Is religious programming on TV or radio past its prime? Where might pastors be spending such dollars more wisely for outreach?

It is certainly true that narrowcasting—using media to reach a specifically targeted audience—has replaced broadcasting for many marketers, church marketers included. This question also points out the necessity for churches to develop comprehensive communication plans that include all methods of communicating your message—what I earlier referred to as Integrated Marketing Communications. Churches, with their limited marketing budgets, must be careful to allocate funds among the media in a way that capitalizes on the strength of each medium. In other words, don’t send a radio ad out to do a blog’s job. Radio, TV and newspapers still have their place in the church marketer’s arsenal; it’s just a smaller place than it used to be.

How can a large church most effectively seek converts in today’s culture—other than through personal witness and evangelism?

Well, this is a bit of a trick question because, as we make clear in the beginning of our book, we don’t think marketing can, or should, be used for evangelism purposes. Marketing involves being willing to change what you do to better serve the needs of your target audience. That doesn’t sound like what you do in soul winning. But, there is no doubt that efforts to win converts use some of the tools that marketers, and others, use, such as communication methods. Of course, that doesn’t make an evangelist a marketer anymore than my using a hammer makes me a carpenter (my wife can testify to that!). There are many, many ways churches can benefit from using marketing where it can and should be used without them trying to use it where it can’t and shouldn’t.

What implications should we take from page 509 diagram of Experience Cycle for Worship Service?

Feedback from church leaders tells us that the Experience Cycle is one of the most practical and useful marketing applications discussed in the book.
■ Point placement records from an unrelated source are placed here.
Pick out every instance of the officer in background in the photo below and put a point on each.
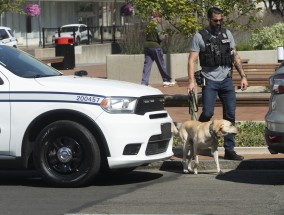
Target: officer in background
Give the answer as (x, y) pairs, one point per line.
(215, 47)
(153, 52)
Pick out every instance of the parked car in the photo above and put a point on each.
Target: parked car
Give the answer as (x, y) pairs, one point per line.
(7, 37)
(274, 132)
(82, 34)
(71, 127)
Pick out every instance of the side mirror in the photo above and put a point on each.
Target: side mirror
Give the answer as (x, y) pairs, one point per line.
(81, 73)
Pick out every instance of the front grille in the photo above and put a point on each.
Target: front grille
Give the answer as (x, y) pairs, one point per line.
(159, 143)
(149, 103)
(158, 147)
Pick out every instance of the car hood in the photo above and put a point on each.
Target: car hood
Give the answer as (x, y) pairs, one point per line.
(98, 86)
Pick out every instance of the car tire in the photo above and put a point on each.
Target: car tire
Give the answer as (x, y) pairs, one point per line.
(90, 40)
(78, 41)
(66, 154)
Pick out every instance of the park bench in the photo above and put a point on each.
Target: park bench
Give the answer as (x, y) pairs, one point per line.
(50, 60)
(257, 75)
(242, 99)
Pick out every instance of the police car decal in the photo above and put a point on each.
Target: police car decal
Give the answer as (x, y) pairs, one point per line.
(61, 97)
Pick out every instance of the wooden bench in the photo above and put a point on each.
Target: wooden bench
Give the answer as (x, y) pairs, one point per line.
(242, 99)
(49, 60)
(257, 75)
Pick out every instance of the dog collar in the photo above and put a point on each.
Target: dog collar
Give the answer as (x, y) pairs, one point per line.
(212, 132)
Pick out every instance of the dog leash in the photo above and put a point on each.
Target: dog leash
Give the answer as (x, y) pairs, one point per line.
(192, 105)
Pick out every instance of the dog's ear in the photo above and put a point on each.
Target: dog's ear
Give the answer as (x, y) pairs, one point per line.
(218, 126)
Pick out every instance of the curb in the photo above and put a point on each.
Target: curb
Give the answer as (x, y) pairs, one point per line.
(209, 165)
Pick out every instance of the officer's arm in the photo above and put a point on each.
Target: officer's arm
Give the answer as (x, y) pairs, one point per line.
(238, 64)
(192, 60)
(239, 67)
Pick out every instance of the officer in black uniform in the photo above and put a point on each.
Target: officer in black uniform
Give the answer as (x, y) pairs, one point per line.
(215, 48)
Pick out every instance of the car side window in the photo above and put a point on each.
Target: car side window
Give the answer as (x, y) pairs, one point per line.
(83, 28)
(3, 34)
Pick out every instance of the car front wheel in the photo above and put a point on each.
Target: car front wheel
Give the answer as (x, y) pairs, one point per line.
(66, 154)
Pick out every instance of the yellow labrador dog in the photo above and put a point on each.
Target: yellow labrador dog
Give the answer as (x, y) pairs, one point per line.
(197, 135)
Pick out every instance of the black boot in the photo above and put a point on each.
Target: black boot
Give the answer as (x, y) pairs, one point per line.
(232, 155)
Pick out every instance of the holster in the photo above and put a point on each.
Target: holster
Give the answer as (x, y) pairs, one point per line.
(199, 78)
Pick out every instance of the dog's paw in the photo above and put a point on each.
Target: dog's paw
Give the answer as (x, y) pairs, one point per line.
(220, 173)
(185, 171)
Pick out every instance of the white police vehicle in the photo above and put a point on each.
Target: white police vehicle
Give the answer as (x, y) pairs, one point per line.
(70, 127)
(7, 37)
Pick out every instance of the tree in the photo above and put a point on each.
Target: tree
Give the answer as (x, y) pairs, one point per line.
(188, 16)
(275, 6)
(14, 6)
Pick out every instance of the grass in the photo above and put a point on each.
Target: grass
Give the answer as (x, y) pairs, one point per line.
(251, 134)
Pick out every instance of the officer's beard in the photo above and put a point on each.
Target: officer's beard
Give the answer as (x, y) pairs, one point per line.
(215, 29)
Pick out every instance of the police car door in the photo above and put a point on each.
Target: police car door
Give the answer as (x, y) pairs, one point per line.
(4, 115)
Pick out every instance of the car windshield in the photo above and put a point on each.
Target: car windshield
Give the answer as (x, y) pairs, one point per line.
(24, 65)
(69, 29)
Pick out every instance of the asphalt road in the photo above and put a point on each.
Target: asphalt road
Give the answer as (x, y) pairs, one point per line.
(148, 192)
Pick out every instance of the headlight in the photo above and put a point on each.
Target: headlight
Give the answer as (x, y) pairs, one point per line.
(119, 105)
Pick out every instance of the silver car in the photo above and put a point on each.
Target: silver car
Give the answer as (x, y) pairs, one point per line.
(274, 131)
(82, 34)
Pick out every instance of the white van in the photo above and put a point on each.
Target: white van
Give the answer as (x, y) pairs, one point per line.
(7, 37)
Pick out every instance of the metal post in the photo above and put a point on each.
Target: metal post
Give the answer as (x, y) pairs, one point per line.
(39, 27)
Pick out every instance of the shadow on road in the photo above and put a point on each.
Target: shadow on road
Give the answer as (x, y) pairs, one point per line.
(33, 179)
(264, 177)
(126, 178)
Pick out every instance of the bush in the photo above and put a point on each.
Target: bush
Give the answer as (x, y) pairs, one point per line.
(268, 37)
(251, 134)
(244, 47)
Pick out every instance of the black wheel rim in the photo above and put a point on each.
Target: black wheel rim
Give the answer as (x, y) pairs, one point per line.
(64, 155)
The idea is based on the premise that “Everything Matters” when it comes to building meaningful relationships with whom you are trying to connect. Creating an Experience Cycle that identifies each point at which we interact with those we seek to serve, and then treating each of these points as a “moment of truth” helps us to make those encounters highly successful ones. A moment of truth is defined as any episode where someone comes in contact with your organization and gets an impression of who you are based on that experience. The Experience Cycle reinforces the idea that all of these episodes are important and should be planned to be successful. Nothing is so small that it isn’t better done well than poorly. Everything matters!
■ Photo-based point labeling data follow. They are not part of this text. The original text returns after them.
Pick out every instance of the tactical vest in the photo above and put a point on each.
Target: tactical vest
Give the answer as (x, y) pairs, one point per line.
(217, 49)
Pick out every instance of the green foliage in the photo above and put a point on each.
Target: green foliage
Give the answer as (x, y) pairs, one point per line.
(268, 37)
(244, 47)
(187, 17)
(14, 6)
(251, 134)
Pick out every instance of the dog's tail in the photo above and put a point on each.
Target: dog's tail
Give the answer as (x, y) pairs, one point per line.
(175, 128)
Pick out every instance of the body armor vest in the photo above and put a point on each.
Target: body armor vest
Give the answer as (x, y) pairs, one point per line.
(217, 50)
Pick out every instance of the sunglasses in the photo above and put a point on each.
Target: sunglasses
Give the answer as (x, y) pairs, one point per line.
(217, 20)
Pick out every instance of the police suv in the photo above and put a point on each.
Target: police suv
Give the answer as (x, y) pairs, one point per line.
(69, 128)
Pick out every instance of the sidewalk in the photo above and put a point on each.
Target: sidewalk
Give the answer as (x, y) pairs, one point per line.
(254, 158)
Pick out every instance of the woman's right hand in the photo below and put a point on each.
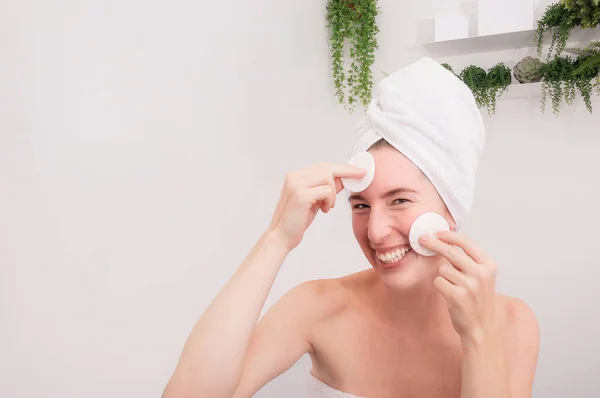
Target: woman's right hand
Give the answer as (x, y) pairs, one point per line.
(304, 192)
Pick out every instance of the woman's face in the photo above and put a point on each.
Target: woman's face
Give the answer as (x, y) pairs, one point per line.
(383, 213)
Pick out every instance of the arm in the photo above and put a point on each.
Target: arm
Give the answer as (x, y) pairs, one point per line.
(226, 350)
(212, 360)
(503, 367)
(467, 281)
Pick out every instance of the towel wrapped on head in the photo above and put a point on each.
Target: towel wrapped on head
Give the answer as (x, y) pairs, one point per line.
(430, 116)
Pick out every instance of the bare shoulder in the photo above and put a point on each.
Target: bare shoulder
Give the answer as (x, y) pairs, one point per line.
(517, 315)
(521, 342)
(325, 298)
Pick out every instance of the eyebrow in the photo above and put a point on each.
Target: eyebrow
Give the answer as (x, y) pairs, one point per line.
(387, 194)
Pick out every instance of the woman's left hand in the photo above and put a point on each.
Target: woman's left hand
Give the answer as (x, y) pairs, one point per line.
(468, 283)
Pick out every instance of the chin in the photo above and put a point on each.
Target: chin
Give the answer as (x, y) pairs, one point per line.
(410, 271)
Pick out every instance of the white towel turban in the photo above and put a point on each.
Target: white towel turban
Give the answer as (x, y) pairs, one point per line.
(430, 116)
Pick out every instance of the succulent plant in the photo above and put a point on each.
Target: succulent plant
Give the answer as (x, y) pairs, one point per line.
(528, 70)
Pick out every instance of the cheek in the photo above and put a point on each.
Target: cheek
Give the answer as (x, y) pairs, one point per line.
(403, 220)
(360, 224)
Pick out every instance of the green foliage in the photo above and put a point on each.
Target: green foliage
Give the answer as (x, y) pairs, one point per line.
(559, 20)
(528, 70)
(486, 86)
(558, 83)
(584, 13)
(497, 81)
(352, 23)
(564, 76)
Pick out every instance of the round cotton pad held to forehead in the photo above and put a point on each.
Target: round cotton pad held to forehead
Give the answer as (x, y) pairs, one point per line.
(364, 160)
(426, 224)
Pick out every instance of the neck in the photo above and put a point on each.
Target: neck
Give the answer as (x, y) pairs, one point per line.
(419, 305)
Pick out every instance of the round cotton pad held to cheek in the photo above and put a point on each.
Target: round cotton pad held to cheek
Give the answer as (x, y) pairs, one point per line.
(426, 224)
(364, 160)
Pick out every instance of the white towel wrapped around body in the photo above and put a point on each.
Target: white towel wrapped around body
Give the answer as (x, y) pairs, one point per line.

Is there some significant way that religious marketing is different from for-profit marketing, or even marketing for other not-for-profit organizations?

Absolutely. I recently wrote an article entitled “Religious Marketing is Different” [Services Marketing Quarterly, Vol. 32, No. 1, 2011] that discussed some of the unique aspects of church marketing. While I can’t do justice to its thesis here, the bottom line is that the goal of secular marketing is to establish long-term relationships via transactions aimed at satisfying self-interest needs (e.g., I keep shopping at your store because I find what I want and you treat me well), but the goal of church marketing is different. [See chart below.]

With church marketing your goal is to get commitment via transformation—people become committed to the organization and its mission by transformation of their interest from self to selfless interest in serving others. For example, when I attend your Grief Recovery counseling ministry, I am seeking help for my grief. But the successful delivery of that service, which is part of the marketing process, causes me to want to be a contributor to the church’s serving ministries and not just a user. This transformation of my motives is also part of the discipling process that is a component of many churches’ mission. Hence, successful marketing contributes to commitment via transformation, which makes our earlier point that churches can, and should, be using marketing to achieve their goals. When it is used this way marketing has achieved its “highest” calling.